Mais son regard porte plus loin que la religion. Il regarde un peu les régions visitées comme le ferait un politicien : la pêche ne fait pas vivre ou ne permet pas d’augmenter les effectifs de la population, et il rêve au développement de   l’agriculture : « Dans l’intérieur, les terres sont bonnes, nous dit-on, et pourraient nourrir un grand nombre de familles. En ouvrant des chemins pour lier cette portion du pays avec le district de Québec, la législature encouragerait à s’y établir les cultivateurs peu fortunés des anciennes paroisses. »  Il déplore que la surpêche ait réduit les ressources et il ne se gêne pas de critiquer les Robin qui exploitent les pêcheurs.

Même s’il  reproche aux Micmacs leur incapacité à se prendre en main, il leur démontre une sympathie certaine : « Lorsque, sous cette humble voûte, noircie par les années, et consacrée par les prières des premiers chrétiens de la Gaspésie, les descendants des enfants de la forêt entonnent des cantiques de douleur et de repentir, où quelque prière pour les morts, la pensée se reporte avec tristesse sur ce peuple, jadis maître de toute la contrée, et aujourd’hui disparaissant rapidement en présence de la civilisation européenne. »

Il remarque qu’aux « endroits du district de Gaspé, où l’on a établi des écoles, les habitants remplissent  leurs devoirs  civils et religieux mieux que leurs voisins qui sont privés de ce grand avantage ».  

Ferland est un homme de culture qui connaît son histoire et les légendes de son pays, mais  aussi un littéraire qui s’abandonne au lyrisme ici et là dans son récit : « Cependant, Morphée a beau entasser ses pavots sur nos paupières, il nous coûte de laisser le pont pour la chambre. Le temps est si calme ; la lumière de la lune tombe si mollement  sur les masses obscures des montagnes ! Voyez au large ces feux glissant silencieusement  sur la mer ; une lueur rougeâtre s’attache aux canots, et aux figures fantastiques qui les guident ; elle se répand au loin et s’étend sur les eaux, comme un vaste linceul ensanglanté. » (p.47) La pêche lui inspire un peu de philosophie : « N’est-ce pas là une édition abrégée de la vie de l’homme ? Il a cru apercevoir le bonheur glissant auprès de lui ; et, pour le joindre, il a lancé sa nef. Elle vogue gaîment, légèrement, à la poursuite de l’objet séduisant. Au moment où il va le saisir, le fantôme lui échappe et brille un peu plus loin, pour disparaître de nouveau.
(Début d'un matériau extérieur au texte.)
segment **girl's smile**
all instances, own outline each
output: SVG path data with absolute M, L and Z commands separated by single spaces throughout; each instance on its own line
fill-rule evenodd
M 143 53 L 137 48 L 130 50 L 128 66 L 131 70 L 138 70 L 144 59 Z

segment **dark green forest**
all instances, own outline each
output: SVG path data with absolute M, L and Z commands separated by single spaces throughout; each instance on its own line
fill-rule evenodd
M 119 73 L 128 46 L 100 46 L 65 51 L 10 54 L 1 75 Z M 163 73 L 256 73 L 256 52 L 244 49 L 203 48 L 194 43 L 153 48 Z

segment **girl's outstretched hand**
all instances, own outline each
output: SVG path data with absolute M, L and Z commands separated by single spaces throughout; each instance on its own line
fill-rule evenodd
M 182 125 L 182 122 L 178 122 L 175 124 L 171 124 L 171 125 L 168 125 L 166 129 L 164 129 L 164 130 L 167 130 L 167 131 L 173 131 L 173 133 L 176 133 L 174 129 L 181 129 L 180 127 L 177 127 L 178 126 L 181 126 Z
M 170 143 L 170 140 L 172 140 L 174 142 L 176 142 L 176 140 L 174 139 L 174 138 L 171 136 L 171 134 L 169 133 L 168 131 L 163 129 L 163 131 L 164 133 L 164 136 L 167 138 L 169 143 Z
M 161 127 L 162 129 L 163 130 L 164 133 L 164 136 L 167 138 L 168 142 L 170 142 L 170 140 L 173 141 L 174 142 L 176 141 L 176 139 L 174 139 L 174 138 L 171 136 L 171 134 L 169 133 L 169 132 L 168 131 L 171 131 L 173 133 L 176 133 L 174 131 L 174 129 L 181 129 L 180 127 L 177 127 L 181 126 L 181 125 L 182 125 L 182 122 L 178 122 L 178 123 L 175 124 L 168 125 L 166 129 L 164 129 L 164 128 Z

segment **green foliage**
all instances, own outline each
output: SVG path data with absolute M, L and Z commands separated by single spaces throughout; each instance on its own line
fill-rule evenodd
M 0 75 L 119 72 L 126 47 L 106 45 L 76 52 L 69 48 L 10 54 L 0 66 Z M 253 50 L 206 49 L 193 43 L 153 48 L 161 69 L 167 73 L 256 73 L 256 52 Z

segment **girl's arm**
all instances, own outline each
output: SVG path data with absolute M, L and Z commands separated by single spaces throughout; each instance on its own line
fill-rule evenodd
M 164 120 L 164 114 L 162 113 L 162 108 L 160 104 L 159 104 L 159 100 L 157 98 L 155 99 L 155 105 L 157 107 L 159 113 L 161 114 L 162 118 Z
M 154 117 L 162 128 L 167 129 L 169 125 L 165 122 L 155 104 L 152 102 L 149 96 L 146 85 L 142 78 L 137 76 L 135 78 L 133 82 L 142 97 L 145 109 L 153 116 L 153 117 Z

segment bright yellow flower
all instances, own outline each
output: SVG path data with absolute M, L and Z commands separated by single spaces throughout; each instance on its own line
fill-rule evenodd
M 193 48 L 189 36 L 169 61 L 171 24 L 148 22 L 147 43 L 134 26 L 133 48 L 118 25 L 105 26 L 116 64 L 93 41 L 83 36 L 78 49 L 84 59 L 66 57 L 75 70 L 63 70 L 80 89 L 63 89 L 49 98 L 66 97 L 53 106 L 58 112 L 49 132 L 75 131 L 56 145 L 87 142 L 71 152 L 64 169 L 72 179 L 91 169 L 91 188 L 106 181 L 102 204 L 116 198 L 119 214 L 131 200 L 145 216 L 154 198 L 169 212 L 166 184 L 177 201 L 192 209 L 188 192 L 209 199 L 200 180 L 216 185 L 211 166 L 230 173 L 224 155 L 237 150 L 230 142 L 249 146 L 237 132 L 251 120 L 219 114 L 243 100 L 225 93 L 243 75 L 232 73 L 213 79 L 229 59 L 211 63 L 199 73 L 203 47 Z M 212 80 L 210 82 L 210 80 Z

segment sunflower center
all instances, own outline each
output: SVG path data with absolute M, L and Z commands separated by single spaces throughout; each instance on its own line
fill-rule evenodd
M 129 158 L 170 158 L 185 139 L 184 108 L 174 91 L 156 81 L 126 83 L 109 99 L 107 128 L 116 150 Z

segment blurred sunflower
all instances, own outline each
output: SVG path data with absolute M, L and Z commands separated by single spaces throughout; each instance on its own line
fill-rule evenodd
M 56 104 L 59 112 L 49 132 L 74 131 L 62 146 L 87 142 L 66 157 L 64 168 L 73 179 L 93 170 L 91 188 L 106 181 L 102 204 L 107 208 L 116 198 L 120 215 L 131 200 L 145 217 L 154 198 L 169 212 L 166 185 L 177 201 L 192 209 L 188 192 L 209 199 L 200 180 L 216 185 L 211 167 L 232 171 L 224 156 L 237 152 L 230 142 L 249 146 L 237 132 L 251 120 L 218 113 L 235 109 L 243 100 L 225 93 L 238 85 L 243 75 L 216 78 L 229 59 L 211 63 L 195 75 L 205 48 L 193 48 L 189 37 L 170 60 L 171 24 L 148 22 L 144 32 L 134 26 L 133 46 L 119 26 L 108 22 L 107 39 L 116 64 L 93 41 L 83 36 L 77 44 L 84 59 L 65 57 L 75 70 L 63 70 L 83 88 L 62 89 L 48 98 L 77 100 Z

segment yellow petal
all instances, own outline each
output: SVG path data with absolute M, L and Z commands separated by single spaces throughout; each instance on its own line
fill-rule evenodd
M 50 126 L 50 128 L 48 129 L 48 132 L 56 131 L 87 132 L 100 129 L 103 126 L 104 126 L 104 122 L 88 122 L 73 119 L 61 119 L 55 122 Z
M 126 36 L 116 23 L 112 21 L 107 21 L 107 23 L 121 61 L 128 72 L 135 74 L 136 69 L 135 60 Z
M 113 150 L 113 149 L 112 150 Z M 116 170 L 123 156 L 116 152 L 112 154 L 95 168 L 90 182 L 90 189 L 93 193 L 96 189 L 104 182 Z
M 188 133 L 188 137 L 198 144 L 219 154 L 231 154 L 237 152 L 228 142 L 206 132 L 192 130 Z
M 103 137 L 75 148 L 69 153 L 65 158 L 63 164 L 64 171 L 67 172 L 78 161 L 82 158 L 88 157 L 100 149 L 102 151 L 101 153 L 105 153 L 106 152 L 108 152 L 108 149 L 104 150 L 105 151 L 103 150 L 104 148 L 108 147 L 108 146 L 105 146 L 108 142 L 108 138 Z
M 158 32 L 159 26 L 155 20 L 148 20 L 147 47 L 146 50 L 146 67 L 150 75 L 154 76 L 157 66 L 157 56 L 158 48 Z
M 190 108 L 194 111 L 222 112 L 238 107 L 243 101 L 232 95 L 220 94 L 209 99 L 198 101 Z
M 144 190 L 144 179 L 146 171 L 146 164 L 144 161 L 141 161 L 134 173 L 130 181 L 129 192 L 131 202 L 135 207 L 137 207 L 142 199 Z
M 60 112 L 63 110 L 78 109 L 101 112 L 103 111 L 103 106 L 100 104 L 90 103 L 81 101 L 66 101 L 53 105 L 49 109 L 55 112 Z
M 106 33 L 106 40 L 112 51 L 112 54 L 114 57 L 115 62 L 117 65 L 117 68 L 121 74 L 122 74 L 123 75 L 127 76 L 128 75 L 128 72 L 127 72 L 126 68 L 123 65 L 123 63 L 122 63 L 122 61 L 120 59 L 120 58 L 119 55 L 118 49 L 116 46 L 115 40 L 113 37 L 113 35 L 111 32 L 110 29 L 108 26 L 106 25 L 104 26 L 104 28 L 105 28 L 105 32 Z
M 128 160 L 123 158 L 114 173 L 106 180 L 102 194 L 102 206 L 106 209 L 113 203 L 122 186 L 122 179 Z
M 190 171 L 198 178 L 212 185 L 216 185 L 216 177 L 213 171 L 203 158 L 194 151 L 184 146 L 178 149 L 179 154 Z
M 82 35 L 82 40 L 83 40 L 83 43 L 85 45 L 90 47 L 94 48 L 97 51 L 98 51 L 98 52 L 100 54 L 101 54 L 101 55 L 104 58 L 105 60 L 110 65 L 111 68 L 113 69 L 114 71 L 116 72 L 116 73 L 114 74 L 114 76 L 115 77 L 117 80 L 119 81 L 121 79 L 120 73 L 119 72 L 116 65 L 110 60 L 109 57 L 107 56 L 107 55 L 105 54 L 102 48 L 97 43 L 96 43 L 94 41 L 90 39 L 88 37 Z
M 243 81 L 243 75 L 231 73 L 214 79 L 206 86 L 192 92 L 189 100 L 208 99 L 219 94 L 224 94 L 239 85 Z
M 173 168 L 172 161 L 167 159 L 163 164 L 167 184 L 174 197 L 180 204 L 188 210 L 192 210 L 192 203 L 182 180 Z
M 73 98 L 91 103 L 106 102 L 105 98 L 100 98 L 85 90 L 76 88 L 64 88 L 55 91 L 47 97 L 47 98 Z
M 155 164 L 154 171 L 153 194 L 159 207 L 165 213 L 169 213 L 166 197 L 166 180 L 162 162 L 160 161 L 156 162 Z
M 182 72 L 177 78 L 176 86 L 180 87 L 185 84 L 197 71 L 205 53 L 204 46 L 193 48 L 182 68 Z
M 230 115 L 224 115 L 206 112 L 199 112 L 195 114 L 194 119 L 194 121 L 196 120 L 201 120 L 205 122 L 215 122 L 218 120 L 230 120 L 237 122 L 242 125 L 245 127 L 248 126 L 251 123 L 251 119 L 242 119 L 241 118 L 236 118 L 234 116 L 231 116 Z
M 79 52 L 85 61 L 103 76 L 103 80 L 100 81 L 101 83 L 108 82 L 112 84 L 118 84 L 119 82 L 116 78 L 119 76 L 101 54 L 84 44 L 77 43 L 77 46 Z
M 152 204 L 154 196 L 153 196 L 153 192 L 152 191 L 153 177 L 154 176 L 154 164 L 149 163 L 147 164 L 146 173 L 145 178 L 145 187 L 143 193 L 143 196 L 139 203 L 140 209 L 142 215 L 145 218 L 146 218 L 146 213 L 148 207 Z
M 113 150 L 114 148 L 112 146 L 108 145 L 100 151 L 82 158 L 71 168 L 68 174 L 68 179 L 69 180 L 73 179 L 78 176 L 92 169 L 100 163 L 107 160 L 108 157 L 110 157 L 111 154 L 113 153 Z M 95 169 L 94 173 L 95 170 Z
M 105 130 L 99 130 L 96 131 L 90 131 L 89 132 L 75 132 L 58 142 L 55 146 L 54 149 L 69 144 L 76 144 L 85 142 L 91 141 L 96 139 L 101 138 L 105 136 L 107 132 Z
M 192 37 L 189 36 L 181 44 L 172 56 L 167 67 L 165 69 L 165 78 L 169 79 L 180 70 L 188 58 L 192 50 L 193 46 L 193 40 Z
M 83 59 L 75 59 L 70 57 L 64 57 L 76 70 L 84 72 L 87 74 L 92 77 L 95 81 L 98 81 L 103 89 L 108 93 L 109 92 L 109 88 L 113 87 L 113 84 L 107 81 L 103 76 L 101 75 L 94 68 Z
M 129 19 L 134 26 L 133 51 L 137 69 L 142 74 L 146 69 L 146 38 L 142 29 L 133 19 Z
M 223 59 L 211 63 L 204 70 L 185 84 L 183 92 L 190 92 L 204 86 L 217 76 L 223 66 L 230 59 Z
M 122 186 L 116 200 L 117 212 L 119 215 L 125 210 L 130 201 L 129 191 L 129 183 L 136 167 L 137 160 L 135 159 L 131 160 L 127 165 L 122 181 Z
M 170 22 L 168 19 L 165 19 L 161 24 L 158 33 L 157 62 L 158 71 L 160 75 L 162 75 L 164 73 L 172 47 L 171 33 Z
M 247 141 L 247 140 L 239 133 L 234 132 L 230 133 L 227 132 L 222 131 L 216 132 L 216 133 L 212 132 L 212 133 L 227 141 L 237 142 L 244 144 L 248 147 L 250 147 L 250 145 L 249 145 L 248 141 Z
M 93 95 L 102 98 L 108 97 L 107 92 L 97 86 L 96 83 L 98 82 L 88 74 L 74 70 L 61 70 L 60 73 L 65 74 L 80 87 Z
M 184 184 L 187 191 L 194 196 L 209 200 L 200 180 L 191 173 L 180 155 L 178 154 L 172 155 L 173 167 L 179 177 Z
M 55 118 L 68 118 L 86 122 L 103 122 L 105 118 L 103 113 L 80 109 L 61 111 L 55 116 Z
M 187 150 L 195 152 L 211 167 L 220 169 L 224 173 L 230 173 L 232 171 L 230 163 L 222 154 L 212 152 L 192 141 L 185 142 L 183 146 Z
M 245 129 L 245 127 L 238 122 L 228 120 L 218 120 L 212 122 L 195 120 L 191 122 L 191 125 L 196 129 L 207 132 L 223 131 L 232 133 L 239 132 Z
Alors naissent des réflexions. »

Les auteurs du XIXe siècle sont parfois difficiles à lire, tant leur manière nous apparaît vieillotte, mais non Ferland : l’écriture est fluide, l’aspect chronologique efficacement rendu, il se permet certaines anecdotes plus faciles, il est capable aussi bien d’humour et de poésie que de notations scientifiques. Bref ce livre est encore très « fréquentable ».